Natomiast rodzice w pierwszej oficjalnej wersji zeznali, że dziecko jak co rano wyszło do szkoły, a kilka godzin później urwał się z nią kontakt. Starali kontaktować się z przyjaciółmi dziewczynki, lecz według nich Allie nie dotarła do szkoły. Porywacze ponoć mieli kontaktować się nocną porą z rodzicami, w celu uzyskania okupu. Sprawę przejęli miejscowi funkcjonariusze, a kilka godzin później została zamknięta. Co dziwne, nie było żadnej akcji poszukiwawczej. Skoro była pewność, że dziecko zostało uprowadzone, powinno zostać wszczęte śledztwo, a tutaj proszę, jak szybko je wyciszono. Nie dziwne, że sprawa tak ucichła? Czyżby zamieszany był w to ktoś ważny, a może próbują ukryć coś jeszcze przed światem. Dodatkowo nie uzasadnili swojej decyzji o zbyt przedwczesnym zamknięciem sprawy. Jak wskazują akta - powód utajony. Prawdopodobnie owa sytuacja była prowodyrem zmiany zeznań rodziny. I wszystko wskazuje na udział osób trzecich, ale kogo? Policjantów? Ktoś kazał im wydać inne poświadczenie, które brzmiało dość niedorzecznie. Gdyż według niego Allie miała dobrowolnie, opuścić dom rodzinny nocą porą, kiedy pozostali lokatorzy budynku pogrążeni byli we śnie. O jej zniknięciu zorientować mieli się kilka godzin później, gdy ojciec trzynastolatki wszedł do pokoju w celu obudzenia jej do szkoły. Byłoby to wiarygodną wersją, gdyby nie zaczęli plątać się podczas zeznawania. Według matki, okno w pokoju dziewczyny miało być otwarte, a firanka naderwana. Co sugerowało, że ktoś wtargnął przez nie do jej pokoju, ale chwilę później przypomniała sobie nagle, że się pomyliła, bo to drzwi wejściowe były uchylone, nie okno. Ojciec twierdził znów, że wstając nad ranem do łazienki, widział, jak śpi w swoim łóżku, a zniknąć pierwotnie miała w godzinach między 02:00 - 03:00 w nocy. Zaś on do łazienki udał się między 03:30 - 04:00 nad ranem. Zatem sam obalił swoją teorię.

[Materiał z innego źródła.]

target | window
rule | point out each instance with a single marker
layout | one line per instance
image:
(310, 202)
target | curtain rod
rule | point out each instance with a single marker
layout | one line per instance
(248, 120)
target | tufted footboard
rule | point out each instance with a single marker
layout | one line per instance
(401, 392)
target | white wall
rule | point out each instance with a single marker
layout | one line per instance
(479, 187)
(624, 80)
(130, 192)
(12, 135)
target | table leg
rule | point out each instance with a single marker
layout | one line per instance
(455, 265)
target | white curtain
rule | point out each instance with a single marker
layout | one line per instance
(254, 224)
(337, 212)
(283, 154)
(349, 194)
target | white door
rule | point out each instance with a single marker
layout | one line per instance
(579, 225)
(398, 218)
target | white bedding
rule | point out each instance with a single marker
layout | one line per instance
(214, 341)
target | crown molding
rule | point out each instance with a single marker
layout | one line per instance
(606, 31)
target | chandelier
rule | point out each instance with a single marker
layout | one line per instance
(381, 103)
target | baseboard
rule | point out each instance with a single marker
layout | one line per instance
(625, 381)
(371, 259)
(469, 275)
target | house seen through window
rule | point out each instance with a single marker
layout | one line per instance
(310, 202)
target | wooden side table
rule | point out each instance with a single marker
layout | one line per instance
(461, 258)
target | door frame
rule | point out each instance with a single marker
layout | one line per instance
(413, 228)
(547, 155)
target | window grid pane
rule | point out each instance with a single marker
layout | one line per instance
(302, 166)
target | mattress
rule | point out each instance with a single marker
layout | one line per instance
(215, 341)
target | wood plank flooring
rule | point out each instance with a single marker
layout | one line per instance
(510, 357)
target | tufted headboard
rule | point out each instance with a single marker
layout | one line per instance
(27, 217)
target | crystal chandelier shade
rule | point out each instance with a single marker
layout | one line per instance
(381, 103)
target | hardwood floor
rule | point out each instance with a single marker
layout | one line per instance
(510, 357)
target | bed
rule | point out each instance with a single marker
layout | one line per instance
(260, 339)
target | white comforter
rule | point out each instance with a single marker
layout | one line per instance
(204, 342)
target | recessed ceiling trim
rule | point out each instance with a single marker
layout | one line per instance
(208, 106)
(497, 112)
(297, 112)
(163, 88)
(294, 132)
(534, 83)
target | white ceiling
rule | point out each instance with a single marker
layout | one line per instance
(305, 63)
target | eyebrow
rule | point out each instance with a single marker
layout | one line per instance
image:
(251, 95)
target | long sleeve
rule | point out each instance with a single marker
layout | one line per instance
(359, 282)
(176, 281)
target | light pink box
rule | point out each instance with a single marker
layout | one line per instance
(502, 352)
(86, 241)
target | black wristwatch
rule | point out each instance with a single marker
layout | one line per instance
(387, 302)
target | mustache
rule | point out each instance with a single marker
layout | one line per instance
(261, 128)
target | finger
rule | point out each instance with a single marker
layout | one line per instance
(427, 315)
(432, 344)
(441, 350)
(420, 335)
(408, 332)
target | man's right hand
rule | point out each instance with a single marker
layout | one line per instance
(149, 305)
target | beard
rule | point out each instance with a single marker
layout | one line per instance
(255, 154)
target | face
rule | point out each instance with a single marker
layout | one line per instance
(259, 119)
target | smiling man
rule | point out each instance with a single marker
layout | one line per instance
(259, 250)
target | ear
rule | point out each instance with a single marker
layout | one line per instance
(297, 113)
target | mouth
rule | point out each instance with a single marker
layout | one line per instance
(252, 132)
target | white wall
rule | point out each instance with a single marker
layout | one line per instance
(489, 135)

Nic w ich opowieściach nie kleiło się ze sobą. Dlatego warto przyjrzeć się raz jeszcze sprawie, szczególnie że istnieje prawdopodobieństwo, że jej rozwiązanie zbliży nas do dotarcia do detektywa Lee. Możliwe, że wpadł na trop, który okazał się nie wygodnym, gdyż prawda ujrzałaby światło dzienne, więc skoro niewiadoma osoba tak skrupulatnie zatarła wtedy ślady, to zatarła je i tym razem. Liczę na odnalezienie przyjaciela żywego. Nie chciałbym być zmuszonym do identyfikacji jego zwłok. Jednak czas działa tylko na naszą niekorzyść i obawiam się, że ten zły scenariusz jest coraz bardziej możliwy i powoli zaczyna się spełniać.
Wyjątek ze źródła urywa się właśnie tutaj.